Commission européenne

 Arrêt du Tribunal (première chambre élargie) du 28 février 2024

« Aides d’État – Financement public de la liaison fixe rail-route du détroit de Fehmarn – Aide accordée par le Danemark à Femern – Décision déclarant l’aide compatible avec le marché intérieur – Aide individuelle – Projet important d’intérêt européen commun – Nécessité de l’aide – Proportionnalité – Mise en balance des effets bénéfiques de l’aide avec ses effets négatifs sur les conditions des échanges et sur le maintien d’une concurrence non faussée – Communication sur les critères relatifs à l’analyse de la compatibilité avec le marché intérieur des aides d’État destinées à promouvoir la réalisation de projets importants d’intérêt européen commun »
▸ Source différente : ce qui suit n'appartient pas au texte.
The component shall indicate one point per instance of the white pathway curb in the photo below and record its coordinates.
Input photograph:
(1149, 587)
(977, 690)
1.      Aides accordées par les États – Examen par la Commission – Qualification de plusieurs interventions consécutives en tant qu’aide individuelle – Conditions – Interventions présentant entre elles des liens indissociables – Conséquence – Absence d’obligation de notification préalable de chacune des tranches versée au titre de l’aide individuelle

[Règlement du Conseil 2015/1589, art. 1er, e)]
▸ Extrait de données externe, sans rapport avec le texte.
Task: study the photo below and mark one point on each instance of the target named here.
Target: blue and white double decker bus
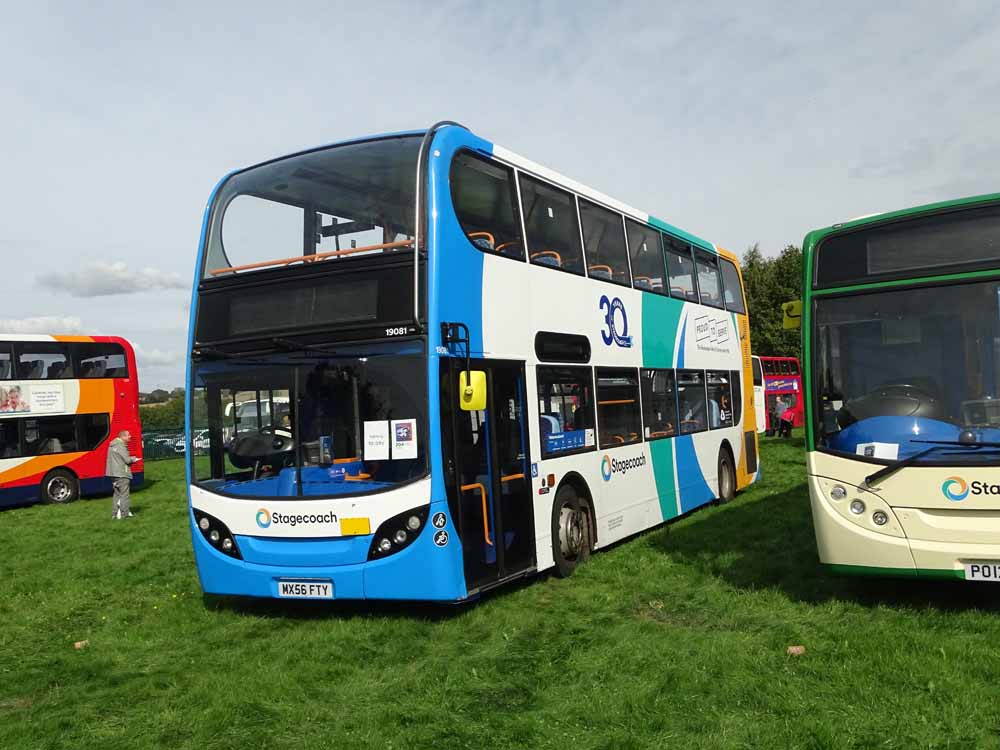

(voir points 37-51, 62-64)

2.      Aides accordées par les États – Interdiction – Dérogations – Aides pouvant être considérées comme compatibles avec le marché intérieur – Aides contribuant à la réalisation d’un projet important d’intérêt européen – Octroi de plusieurs aides individuelles versées en plusieurs tranches destinées au financement d’un seul et même projet – Examen conjoint de la compatibilité desdites aides avec le marché intérieur – Admissibilité

[Art. 107, § 3, b), TFUE]

(voir points 52-61)

3.      Aides accordées par les États – Interdiction – Dérogations – Aides pouvant être considérées comme compatibles avec le marché intérieur – Aides contribuant à la réalisation d’un projet important d’intérêt européen – Projet important d’intérêt européen commun – Notion – Projet remplissant les critères généraux ainsi qu’un indicateur positif général prévus par la communication relative à la réalisation de projets importants d’intérêt européen commun – Inclusion

[Art. 107, § 3, b), TFUE ; communication de la Commission 2014/C 188/02, points 14-20]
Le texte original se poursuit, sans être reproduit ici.